Eighteen-year-old Shelagh Delaney's play premiered only two years after John Osborne's Look Back In Anger launched the literary movement toward drama featuring working-class heroes embodied by the 'angry young man', or, in this case, woman. Female misanthropy being expressed less through violence than through lassitude, these two generations of single mothers illustrate the cycle of poverty engendered by ignorance, bigotry and despair. In this aspect, the slums of Manchester are little different from those throughout the world: true, oral contraceptives had not yet been invented, but a more self-assertive girl than Jo could have found means to avoid becoming pregnant by a navy medic finishing his National Service. Before someone can improve their lot, however, they must first believe that it CAN be improved—as Jo's sailor is doing, as well as the art student who appoints himself her caretaker—and in that, says Delaney, lies the obstacle to Helen and Jo's progress.
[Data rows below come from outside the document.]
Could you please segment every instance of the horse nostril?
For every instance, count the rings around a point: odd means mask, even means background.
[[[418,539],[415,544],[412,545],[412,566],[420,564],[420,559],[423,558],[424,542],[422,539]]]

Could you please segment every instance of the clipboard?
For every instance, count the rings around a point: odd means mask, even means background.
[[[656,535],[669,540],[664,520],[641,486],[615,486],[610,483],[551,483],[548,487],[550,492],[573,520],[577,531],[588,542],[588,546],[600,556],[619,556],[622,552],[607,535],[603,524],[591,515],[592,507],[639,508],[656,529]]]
It would be easy to caricature personalities so ( we hope ) alien to our experience, the better to assure us of our superiority to these hopeless wretches. But even if Shattered Globe Theatre's audiences were prepared to tolerate company member Linda Reiter playing an irrevocably unsympathetic character, director Jeremy Wechsler has never opted to take the cheap route. Under his instruction, each cast member—Helen Sadler as the ambivalent Jo, Kevin Viol as the nurturing Geoff ( who is probably, but not obviously, gay ) , Bryson Engelen as the affectionate seaman Jimmie, Jeremy Van Meter as the repellent Peter and the aforementioned Reiter as the destructive Mama Helen—conveys the viewpoint of their individual character with unflinching conviction, leaving us to provide our own giggles and grimaces.